NEWS STORY: Muslim Leaders Push for Shariah Law in British Columbia

c. 2004 Religion News Service VANCOUVER, British Columbia _ Some prominent Muslim leaders would like the Canadian province of British Columbia to formally allow Islamic shariah law to be used to arbitrate decisions regarding marriage, divorce, inheritance and other family disputes. These influential Muslims want to follow the lead of some eastern Canadian Muslims who […]

c. 2004 Religion News Service

VANCOUVER, British Columbia _ Some prominent Muslim leaders would like the Canadian province of British Columbia to formally allow Islamic shariah law to be used to arbitrate decisions regarding marriage, divorce, inheritance and other family disputes.

These influential Muslims want to follow the lead of some eastern Canadian Muslims who are making submissions in support of shariah to an Ontario government review committee, which is examining whether Islam’s religious codes conform to Canadian law.


Imam Sahadat Mohammed of Burnaby, just east of Vancouver, says he hopes Ontario Muslims are successful in their efforts to endorse shariah so British Columbia Muslims can follow suit.

“It would be good. It would be very easy. And it would clean up a backlog in the (civil) courts,” Mohammed said.

Although the British Columbia Muslim Association has not yet made an official presentation on shariah to the provincial government, some Muslim leaders say they would like to obtain official government sanction of the arbitrations that Muslim priests are already making for adherents.

Orthodox rabbis in Canada have been making religious rulings for years on Jews’ family, marriage and business conflicts.

The Muslim leaders and an Orthodox British Columbia rabbi say it’s reasonable for Canada’s 650,000 Muslims, who make up the country’s second largest religion after Christianity, to ask for the same rights.

Other Muslims, however, worry it could be dangerous to legally endorse shariah law in Canada _ in part because Muslims from different countries disagree on how to interpret the complex code of conduct and because some Muslims may use shariah to discriminate against Canadian women.

Over the past decade, Mohammed said, he has ruled on many Muslim family disputes, including how property should be divided in divorce and inheritance cases.


Often, he said, the family members take his religion-based decrees to secular lawyers, who then draw up papers to make the religion-based decisions legally binding.

Since some Orthodox Jews in British Columbia take part in a Jewish court system called Beth Din, Vancouver Rabbi Levy Teitlebaum maintained a shariah system of adjudicating private disputes, as long as it followed Canadian law, would be an “appropriate method of community and ethnic involvement _ because (Muslim) leaders are connected to the people and they know their principles.”

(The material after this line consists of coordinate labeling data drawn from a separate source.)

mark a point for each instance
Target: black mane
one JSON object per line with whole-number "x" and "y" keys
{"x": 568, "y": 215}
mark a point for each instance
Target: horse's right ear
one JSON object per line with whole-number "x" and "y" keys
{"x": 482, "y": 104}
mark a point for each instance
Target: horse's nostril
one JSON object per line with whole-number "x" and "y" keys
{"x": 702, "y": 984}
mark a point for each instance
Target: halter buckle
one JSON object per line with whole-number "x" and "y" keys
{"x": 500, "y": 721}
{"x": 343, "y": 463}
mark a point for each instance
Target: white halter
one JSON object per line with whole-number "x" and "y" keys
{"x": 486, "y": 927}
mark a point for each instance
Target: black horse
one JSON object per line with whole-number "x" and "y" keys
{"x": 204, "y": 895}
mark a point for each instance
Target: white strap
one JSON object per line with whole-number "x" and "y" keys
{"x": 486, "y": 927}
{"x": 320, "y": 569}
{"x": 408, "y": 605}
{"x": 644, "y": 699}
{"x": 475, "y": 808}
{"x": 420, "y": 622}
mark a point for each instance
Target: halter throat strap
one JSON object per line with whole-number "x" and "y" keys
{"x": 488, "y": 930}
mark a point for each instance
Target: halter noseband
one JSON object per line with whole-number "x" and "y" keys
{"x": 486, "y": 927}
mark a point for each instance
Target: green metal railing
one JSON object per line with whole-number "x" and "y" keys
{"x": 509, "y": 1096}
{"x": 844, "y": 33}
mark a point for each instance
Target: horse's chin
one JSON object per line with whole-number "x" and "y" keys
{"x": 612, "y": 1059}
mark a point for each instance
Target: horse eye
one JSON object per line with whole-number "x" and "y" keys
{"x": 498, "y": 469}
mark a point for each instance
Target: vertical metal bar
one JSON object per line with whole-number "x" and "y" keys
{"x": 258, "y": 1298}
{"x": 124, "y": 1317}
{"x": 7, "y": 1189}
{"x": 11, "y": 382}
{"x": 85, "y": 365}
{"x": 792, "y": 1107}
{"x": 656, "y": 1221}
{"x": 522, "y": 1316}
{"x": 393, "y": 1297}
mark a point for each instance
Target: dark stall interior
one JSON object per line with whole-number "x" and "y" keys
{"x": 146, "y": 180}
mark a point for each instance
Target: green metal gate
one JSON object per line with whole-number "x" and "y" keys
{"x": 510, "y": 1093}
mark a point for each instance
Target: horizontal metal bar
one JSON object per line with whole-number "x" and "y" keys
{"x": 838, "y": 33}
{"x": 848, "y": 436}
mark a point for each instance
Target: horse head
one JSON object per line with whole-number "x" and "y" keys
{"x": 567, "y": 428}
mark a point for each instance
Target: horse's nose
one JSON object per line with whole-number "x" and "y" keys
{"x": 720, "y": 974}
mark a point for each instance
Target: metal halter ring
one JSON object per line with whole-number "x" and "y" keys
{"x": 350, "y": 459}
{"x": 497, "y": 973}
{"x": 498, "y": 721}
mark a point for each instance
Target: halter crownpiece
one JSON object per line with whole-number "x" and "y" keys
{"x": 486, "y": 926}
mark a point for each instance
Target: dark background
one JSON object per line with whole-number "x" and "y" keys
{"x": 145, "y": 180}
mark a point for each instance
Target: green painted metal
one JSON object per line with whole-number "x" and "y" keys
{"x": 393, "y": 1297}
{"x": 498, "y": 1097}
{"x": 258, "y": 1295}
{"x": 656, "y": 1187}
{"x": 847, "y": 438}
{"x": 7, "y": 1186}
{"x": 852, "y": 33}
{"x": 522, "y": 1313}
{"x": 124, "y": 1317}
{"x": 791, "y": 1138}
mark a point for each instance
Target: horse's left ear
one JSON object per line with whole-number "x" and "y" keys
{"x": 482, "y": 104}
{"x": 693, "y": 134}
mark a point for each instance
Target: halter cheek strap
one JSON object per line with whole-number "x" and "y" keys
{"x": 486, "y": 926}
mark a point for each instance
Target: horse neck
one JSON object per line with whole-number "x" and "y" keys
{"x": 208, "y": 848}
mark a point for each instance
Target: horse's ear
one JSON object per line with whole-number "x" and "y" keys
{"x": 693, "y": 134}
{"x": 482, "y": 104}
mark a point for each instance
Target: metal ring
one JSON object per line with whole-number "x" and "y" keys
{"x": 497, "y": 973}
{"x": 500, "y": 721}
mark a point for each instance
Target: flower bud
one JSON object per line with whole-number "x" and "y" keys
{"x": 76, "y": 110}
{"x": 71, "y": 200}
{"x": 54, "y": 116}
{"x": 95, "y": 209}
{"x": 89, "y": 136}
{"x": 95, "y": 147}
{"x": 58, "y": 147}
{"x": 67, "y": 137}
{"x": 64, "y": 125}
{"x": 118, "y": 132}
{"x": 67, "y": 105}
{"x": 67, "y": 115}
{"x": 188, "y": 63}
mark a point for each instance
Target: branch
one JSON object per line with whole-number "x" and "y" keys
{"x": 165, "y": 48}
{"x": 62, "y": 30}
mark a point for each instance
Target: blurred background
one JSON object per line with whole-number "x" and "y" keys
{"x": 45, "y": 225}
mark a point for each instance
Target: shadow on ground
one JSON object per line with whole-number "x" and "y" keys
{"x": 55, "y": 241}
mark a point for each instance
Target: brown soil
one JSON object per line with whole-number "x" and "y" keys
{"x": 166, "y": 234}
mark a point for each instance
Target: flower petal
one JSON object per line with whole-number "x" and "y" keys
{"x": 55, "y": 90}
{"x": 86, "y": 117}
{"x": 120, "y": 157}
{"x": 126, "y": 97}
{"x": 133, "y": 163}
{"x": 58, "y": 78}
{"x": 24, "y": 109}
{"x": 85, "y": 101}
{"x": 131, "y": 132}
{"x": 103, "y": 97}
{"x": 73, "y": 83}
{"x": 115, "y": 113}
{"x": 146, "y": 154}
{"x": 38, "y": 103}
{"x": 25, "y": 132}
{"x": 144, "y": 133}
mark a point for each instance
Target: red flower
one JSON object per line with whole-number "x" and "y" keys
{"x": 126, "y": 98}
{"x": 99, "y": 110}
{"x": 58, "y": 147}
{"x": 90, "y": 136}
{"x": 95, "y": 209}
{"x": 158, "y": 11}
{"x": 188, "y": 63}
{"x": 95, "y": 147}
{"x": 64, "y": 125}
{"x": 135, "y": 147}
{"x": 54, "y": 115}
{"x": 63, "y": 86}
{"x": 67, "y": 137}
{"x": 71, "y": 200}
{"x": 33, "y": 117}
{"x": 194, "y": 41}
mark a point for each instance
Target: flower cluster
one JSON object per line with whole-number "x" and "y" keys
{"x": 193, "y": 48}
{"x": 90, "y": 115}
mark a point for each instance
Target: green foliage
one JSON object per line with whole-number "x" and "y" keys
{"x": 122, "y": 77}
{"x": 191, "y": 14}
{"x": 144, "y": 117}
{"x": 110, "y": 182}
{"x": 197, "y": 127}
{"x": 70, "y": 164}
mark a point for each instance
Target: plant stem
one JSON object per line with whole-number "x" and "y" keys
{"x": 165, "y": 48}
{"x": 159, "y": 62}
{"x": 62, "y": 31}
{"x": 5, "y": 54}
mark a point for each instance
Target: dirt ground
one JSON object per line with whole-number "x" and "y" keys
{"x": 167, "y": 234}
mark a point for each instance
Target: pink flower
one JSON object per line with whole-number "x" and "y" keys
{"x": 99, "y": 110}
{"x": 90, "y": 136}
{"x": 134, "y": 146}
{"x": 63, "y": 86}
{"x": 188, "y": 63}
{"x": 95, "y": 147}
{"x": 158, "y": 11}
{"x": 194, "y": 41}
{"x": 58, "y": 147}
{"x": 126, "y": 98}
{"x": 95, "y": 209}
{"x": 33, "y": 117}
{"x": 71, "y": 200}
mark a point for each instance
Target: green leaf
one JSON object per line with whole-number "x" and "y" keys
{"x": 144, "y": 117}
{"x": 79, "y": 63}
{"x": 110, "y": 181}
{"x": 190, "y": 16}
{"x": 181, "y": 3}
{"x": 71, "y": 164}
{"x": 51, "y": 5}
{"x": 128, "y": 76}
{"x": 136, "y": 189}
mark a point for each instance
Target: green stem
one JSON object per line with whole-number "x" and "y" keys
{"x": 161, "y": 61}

British Columbia Muslim Association President Daud Ismail said he personally believes it would be good to have shariah law legally institutionalized under the Arbitration Act.

“We have talked about it at the BCMA. We have looked at the benefits. But we think it needs more thorough study before we make a presentation to the attorney-general,” said Ismail, whose organization represents roughly 40,000 Sunni Muslims in British Columbia, the largest group among the province’s more than 60,000 Muslims.

Even though British Columbia imams are already instituting shariah codes in their mosques, Ismail emphasized shariah should never be used in a way that undermined the Canadian Constitution or the courts.

In Ontario, the Liberal provincial government’s review of shariah law is being conducted by former attorney-general Marion Boyd at the request of Premier Dalton McGuinty.


Although it has yet to be formally approved in Canada, religious arbitration of family disputes has been tolerated, even encouraged, by the courts since the Arbitration Act was passed in 1991.

However, Canadian Muslim organizations are staking out different positions on whether to formalize shariah as an alternative form of civil law.

The influential Canadian Islamic Congress supports it. But many Canadian Muslim women adamantly oppose shariah because they have seen how the sometimes-harsh 1,400-year-old rules have been used in some countries to oppress women.

The Muslim Canadian Federation, another major Muslim organization, also says it isn’t ready for religious law to be used to settle legal matters, saying it could contravene the Canadian Constitution and stigmatize Muslims who oppose potentially unfair decisions.

Aziz Khaki, a Vancouver-based director of the Muslim Canadian Federation, said “the ideals” of shariah are positive, but Canada should be extremely careful about formally implementing the code.

Muslims from different cultures interpret shariah in dramatically different ways, Khaki said, and he would hate to see Muslims who oppose the formalization of shariah in Canada being ostracized as “bad Muslims.”


However, some Muslim leaders say a precedent for officially endorsing shariah in Canada may have been set by the Orthodox Jewish court system _ which allows Canadian Jews to present their disputes to a specially trained rabbi whose decision is binding on the parties _ and enforceable in a court of law.

“We hear anything that is brought to us, whether it is a business deal gone sour or inheritance and domestic disputes between a husband and wife,” said Teitlebaum, executive director of the Orthodox Rabbinical Council, which has spearheaded the Beth Din courts in Canada.